A Morgan Hill woman told police she was worried a mountain lion
she had encountered on Sunday killed one of her dogs.
A Morgan Hill woman told police she was worried a mountain lion she had encountered on Sunday killed one of her dogs.
According to Morgan Hill Police Cpl. Melinda Zen, Davlyn Giovanetti and her three dogs, a pointer, a collie and a Shetland Sheepdog, were out for a walk in the same neighborhood where a mountain lion and her cub have a lair and were seen several times earlier this year. Giovanetti let the dogs off leash so they could run, but they caught the scent of something and took off.
When only the pointer and the collie returned, Giovanetti went walking in a dry creek bed to look for the 2-year-old Sheltie – which resembles a small collie – and she came upon a full-grown mountain lion about 30 feet away.
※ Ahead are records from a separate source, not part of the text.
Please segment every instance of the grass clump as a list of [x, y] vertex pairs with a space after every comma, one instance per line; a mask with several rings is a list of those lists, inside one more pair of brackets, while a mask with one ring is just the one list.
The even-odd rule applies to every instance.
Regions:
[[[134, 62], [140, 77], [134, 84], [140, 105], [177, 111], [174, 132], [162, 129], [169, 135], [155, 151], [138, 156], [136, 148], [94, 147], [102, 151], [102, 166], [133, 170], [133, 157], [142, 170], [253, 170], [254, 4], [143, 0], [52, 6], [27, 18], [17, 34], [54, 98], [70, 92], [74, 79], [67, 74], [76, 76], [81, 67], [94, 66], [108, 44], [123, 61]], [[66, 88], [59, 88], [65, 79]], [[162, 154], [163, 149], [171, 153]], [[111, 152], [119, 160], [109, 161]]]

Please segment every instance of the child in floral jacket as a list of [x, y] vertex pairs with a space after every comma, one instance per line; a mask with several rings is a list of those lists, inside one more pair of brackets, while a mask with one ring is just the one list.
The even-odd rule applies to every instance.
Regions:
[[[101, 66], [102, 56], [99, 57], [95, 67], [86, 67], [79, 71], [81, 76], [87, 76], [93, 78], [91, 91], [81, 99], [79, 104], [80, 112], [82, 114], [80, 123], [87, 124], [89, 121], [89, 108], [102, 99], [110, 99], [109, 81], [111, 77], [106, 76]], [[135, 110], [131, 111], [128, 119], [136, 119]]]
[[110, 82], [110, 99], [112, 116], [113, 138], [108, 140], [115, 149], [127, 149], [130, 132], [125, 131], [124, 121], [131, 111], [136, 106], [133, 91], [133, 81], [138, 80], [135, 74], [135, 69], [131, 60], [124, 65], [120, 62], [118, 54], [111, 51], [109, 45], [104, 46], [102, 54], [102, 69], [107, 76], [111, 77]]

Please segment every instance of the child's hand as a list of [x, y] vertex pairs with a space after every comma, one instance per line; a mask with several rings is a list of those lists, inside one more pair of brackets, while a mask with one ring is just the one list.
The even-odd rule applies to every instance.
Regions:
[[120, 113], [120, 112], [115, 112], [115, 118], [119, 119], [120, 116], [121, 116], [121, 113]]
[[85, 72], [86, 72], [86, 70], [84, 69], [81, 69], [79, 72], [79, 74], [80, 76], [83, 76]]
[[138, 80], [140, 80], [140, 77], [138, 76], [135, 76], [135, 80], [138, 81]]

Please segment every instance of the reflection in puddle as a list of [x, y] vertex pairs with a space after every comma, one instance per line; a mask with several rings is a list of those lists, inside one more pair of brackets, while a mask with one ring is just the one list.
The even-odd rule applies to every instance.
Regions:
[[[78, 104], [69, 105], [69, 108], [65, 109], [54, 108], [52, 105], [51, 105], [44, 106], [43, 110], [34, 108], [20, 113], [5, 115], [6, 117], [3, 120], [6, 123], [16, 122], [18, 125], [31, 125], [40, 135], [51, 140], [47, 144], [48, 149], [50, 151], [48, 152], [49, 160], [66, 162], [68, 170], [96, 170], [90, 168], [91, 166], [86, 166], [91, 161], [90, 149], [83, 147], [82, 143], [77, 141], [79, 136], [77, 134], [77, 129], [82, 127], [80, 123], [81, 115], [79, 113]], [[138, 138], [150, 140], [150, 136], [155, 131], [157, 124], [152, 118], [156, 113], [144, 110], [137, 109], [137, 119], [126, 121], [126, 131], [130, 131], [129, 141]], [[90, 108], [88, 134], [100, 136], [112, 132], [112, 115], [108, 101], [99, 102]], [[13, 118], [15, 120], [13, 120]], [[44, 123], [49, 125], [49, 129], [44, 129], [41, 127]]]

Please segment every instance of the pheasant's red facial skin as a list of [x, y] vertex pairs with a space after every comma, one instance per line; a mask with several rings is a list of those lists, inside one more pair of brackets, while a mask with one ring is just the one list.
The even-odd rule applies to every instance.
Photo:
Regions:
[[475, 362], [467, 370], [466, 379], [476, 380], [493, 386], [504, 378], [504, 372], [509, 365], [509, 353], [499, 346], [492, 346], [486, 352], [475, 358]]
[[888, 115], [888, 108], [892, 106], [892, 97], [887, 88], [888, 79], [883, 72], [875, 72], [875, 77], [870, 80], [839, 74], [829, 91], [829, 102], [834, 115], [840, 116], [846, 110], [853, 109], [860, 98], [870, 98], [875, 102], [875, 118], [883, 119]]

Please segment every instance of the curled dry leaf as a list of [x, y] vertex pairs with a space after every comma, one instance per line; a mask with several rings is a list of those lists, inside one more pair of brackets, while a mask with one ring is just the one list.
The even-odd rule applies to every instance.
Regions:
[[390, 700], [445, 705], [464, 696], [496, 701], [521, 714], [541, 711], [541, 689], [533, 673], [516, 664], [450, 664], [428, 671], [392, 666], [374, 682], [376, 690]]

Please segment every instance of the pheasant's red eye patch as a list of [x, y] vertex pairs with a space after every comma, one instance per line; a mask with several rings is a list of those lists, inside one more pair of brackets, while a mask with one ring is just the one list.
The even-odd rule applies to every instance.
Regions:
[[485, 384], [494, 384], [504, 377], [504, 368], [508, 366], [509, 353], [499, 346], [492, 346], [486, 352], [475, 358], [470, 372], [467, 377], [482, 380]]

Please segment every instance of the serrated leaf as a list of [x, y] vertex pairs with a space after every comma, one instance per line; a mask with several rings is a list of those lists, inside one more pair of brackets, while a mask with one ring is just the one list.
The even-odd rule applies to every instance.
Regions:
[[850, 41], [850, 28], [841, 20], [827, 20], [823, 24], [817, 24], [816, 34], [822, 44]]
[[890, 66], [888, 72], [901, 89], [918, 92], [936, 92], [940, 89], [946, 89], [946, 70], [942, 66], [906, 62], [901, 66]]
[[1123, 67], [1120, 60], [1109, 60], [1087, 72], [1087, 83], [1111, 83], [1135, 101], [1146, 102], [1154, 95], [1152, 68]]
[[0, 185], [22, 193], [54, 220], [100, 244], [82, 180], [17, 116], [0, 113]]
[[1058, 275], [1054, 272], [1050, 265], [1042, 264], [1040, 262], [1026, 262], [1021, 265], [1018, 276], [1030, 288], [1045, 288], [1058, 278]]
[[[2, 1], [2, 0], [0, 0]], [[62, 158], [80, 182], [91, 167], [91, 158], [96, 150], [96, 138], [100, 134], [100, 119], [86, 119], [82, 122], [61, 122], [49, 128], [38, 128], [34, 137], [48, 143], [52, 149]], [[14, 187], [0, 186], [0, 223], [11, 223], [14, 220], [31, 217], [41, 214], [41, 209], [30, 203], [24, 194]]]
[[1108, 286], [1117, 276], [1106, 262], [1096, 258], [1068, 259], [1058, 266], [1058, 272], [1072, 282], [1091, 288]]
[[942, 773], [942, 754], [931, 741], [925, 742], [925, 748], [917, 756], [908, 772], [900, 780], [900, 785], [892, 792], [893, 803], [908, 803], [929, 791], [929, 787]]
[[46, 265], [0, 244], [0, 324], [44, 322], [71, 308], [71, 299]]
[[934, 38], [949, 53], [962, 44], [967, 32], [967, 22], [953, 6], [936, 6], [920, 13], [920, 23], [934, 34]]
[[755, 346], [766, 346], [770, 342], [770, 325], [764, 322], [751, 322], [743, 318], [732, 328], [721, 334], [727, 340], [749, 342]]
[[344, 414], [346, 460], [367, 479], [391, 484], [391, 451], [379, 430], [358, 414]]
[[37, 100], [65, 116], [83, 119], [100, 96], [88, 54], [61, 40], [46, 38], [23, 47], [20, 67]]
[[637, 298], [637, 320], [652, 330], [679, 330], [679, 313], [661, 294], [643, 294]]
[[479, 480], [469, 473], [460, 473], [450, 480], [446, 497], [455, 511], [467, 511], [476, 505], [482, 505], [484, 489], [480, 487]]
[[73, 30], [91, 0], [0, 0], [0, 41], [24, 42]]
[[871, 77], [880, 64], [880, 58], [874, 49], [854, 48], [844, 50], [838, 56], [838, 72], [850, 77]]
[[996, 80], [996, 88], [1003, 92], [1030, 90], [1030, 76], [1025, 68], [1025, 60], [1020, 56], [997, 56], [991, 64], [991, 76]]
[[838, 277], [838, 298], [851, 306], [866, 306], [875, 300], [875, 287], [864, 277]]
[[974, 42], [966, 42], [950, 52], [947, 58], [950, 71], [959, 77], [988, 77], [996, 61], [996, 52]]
“It was a harrowing experience,” Davlyn Giovanetti said. “I was so worried because my dog just doesn’t do this (run away).”
Giovanetti said she has had other encounters with lions and was quite sure it was a mountain lion, not a bobcat. Police agree it probably was a mountain loin, according MHPD Lt. Terrie Booten, and Giovanetti was lucky the situation didn’t get worse.
“She did all the wrong things,” Booten said. “She backed away and crouched behind a bush.”
State Fish and Game Warden Kyle Kroll, who was called to the scene Sunday, agreed with Booten.
“If you come upon a mountain lion, you should make yourself as big and as noisy as possible,” Kroll said. “Hunkering down makes you look like prey and invites an attack – jumping up and down could scare the lion and make it run away.”
The lion looked at Giovanetti, Kroll said, and walked off, not attempting an attack. After she called police on her cell phone at 12:19 p.m., they combed the area looking for the lion, the dog or any evidence of a confrontation.
Kroll said he thought the dog may have been hiding scared somewhere and would possibly show up. Giovenetti’s Sheltie returned home early Monday morning.
Shortly after Giovanetti called police, a neighbor of hers told Kroll he was walking across a small bridge on his property, on his way to an observatory, when he noticed something dark under the bridge.
“At first he thought it was a fox,” Kroll said, “but since it did not have a bushy tail he thought it was probably a lion cub.”
The cub ran into a nearby culvert, about 12 inches in diameter; neighbors piled rocks at the opening, which Kroll later removed.
“I wasn’t sure if the cub was still there,” Kroll said, “but I moved the rocks so it could meet up with its mother after everything calmed down.”
Kroll advised pet owners in mountain lion territory, similar to Morgan Hill’s eastern and western hills, to bring dogs and cats in at night and during dusk and dawn, prime lion hunting times.
In late March this year, police found three cubs in the back yard of a house near Llagas and Hale avenues, next to Shadow Mountain School.
One was tranquilized and released in the back country, a second escaped and was hit by a car and killed and the third was shot and killed because it tried to claw through the screen door of a house. Morgan Hill police received many angry calls, e-mails and letters accusing them of unacceptable cruelty to the cats but Fish and Game wardens said the police acted responsibly. The incident gained attention nationwide.
Mountain lion experts said the increasing encounters between lions and humans is caused by residential areas pushing further into the lions’ territory.